What is the exponential function for the graph passing through (-2,1) and (-1,2)

Answer 1

To find the exponential function for the graph passing through (-2,1) and (-1,2), we need to use the general form of an exponential function, which is:

y = a * b^x

where:

a is the initial value or the y-intercept of the function

b is the base of the exponential function

x is the variable or the exponent

To determine the values of a and b, we need to use the two given points and solve for the corresponding equations. Substituting the first point (-2,1), we get:

1 = a * b^(-2)

Substituting the second point (-1,2), we get:

2 = a * b^(-1)

Now, we can solve for a and b by eliminating one variable. Dividing the second equation by the first equation, we get:

2/1 = a * b^(-1) / (a * b^(-2))

2 = b

Substituting this value of b into the first equation, we get:

1 = a * 2^(-2)

a = 4

Therefore, the exponential function that passes through (-2,1) and (-1,2) is:

y = 4 * 2^x

or

f(x) = 4 * 2^x

Answer 2

An exponential function has the form `f(x) = ab^x`, where `a` and `b` are constants. To find the exponential function that passes through the points `(-2,1)` and `(-1,2)`, we can use these points to set up a system of equations to solve for the values of `a` and `b`.
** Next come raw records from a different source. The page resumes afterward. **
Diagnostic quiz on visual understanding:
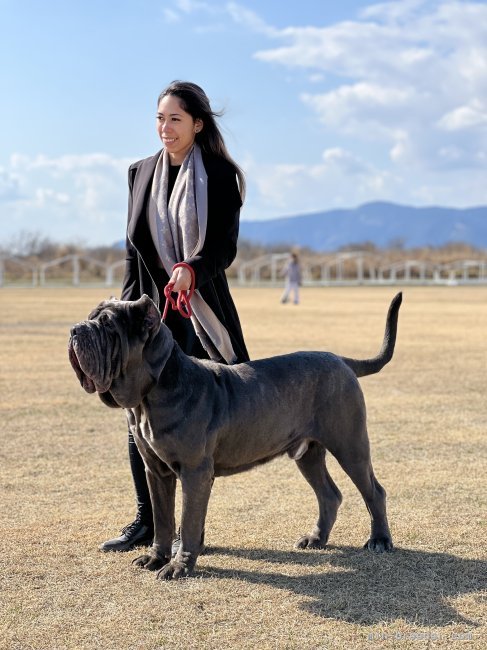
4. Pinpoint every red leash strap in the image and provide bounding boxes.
[162,262,196,321]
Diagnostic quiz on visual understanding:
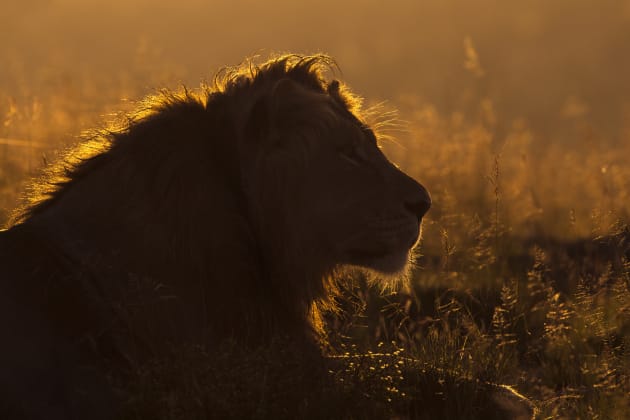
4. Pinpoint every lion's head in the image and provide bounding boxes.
[6,55,431,346]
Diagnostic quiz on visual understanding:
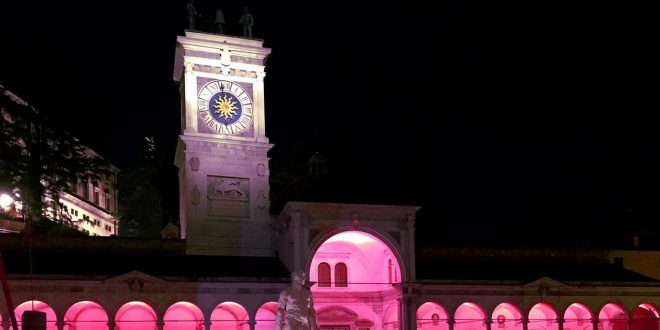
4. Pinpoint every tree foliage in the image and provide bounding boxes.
[0,85,110,221]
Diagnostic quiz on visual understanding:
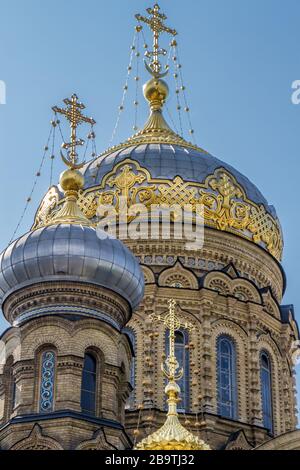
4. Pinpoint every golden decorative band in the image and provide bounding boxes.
[33,159,283,260]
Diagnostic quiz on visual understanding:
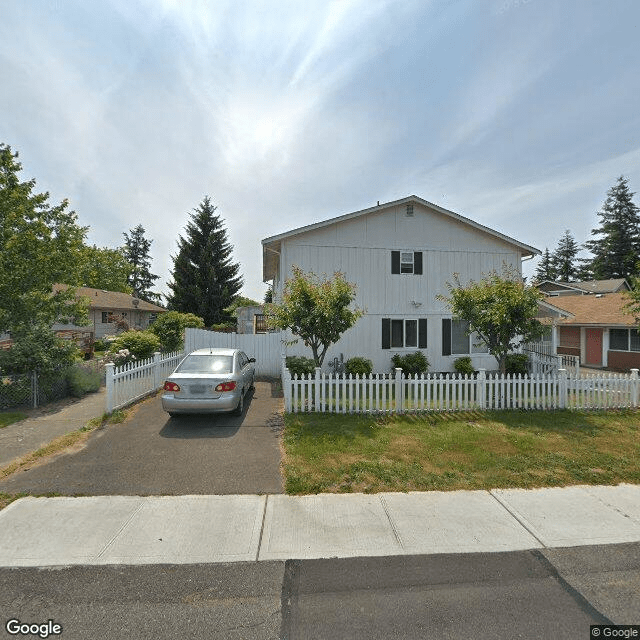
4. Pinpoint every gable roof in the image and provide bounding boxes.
[544,292,637,327]
[53,284,166,313]
[262,195,540,282]
[536,278,631,294]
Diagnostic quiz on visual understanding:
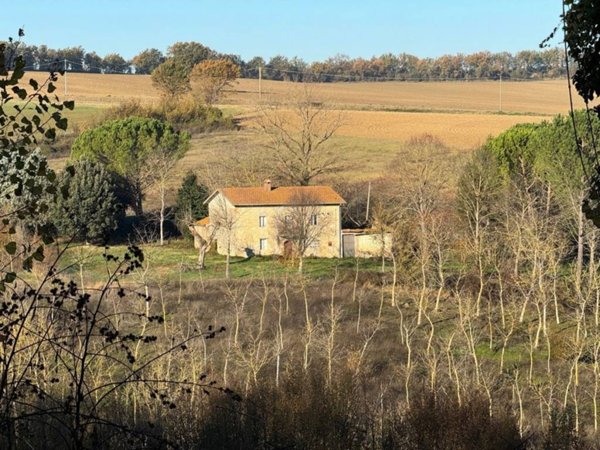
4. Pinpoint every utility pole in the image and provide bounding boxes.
[258,66,262,100]
[500,69,502,112]
[365,181,371,223]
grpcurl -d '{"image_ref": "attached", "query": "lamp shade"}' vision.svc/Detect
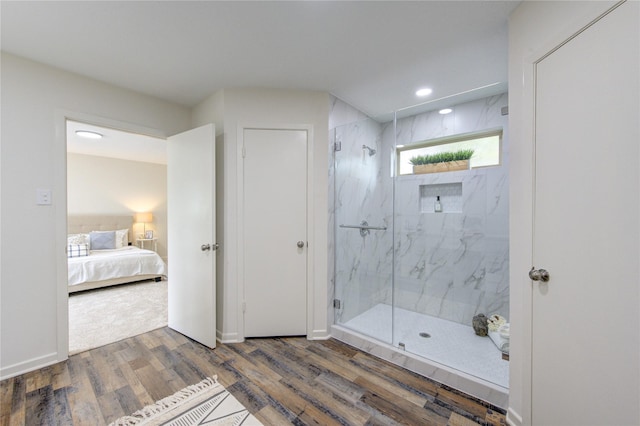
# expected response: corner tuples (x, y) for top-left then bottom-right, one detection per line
(135, 212), (153, 223)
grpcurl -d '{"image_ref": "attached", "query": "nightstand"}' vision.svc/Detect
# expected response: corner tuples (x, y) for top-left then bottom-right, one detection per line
(136, 238), (158, 252)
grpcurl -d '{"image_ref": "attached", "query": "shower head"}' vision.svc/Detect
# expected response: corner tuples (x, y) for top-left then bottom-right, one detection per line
(362, 145), (376, 157)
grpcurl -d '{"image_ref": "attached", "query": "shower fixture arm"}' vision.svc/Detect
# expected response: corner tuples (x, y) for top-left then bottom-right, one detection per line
(362, 145), (376, 157)
(340, 220), (387, 237)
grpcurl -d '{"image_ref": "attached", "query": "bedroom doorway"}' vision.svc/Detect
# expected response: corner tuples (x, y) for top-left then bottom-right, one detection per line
(66, 120), (168, 354)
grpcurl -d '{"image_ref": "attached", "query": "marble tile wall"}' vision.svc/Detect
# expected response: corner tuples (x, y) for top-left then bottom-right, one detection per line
(390, 94), (509, 325)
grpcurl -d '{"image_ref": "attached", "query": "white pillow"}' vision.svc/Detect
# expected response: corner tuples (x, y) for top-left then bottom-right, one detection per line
(89, 231), (116, 250)
(67, 244), (89, 257)
(116, 229), (129, 248)
(67, 234), (89, 245)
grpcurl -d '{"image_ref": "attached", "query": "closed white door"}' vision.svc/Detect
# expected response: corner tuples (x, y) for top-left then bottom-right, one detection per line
(522, 2), (640, 425)
(167, 124), (216, 348)
(242, 129), (307, 337)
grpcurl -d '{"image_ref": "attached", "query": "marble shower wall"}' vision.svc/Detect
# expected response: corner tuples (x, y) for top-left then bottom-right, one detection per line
(327, 94), (509, 326)
(383, 94), (509, 325)
(334, 115), (393, 324)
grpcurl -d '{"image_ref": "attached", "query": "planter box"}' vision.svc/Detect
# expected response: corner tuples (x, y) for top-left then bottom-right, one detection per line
(413, 160), (469, 175)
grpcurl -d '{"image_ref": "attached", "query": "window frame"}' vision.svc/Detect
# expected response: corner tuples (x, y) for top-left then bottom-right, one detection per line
(396, 127), (504, 176)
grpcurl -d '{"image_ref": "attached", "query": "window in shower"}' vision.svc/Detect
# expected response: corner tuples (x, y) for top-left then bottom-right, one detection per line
(396, 129), (502, 175)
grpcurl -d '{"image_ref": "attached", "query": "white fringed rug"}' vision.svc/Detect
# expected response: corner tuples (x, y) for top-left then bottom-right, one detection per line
(109, 377), (262, 426)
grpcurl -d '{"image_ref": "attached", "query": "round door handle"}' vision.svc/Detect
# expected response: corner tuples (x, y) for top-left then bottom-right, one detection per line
(529, 266), (549, 283)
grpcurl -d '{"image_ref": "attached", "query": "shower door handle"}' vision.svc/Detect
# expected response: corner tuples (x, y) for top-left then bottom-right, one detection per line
(529, 266), (549, 283)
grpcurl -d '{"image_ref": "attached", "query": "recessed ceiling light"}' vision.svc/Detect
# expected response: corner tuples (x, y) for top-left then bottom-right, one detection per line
(76, 130), (102, 139)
Substituting the coordinates of the first point into the equation for an exponential function gives us:

`1 = ab^(-2)`

Substituting the coordinates of the second point into the equation for an exponential function gives us:

`2 = ab^(-1)`

Dividing these two equations gives us:

`(2)/(1) = (ab^(-1))/(ab^(-2))`

`2 = b`

Now that we know that `b=2`, we can substitute this value back into either equation to solve for `a`. Substituting into the first equation gives us:

`1 = a(2)^(-2)`

`1 = a(1/4)`

`a = 4`

So, the exponential function that passes through the points `(-2, 1)` and `(-1, 2)` is given by:

`f(x) = 4 * 2^x`.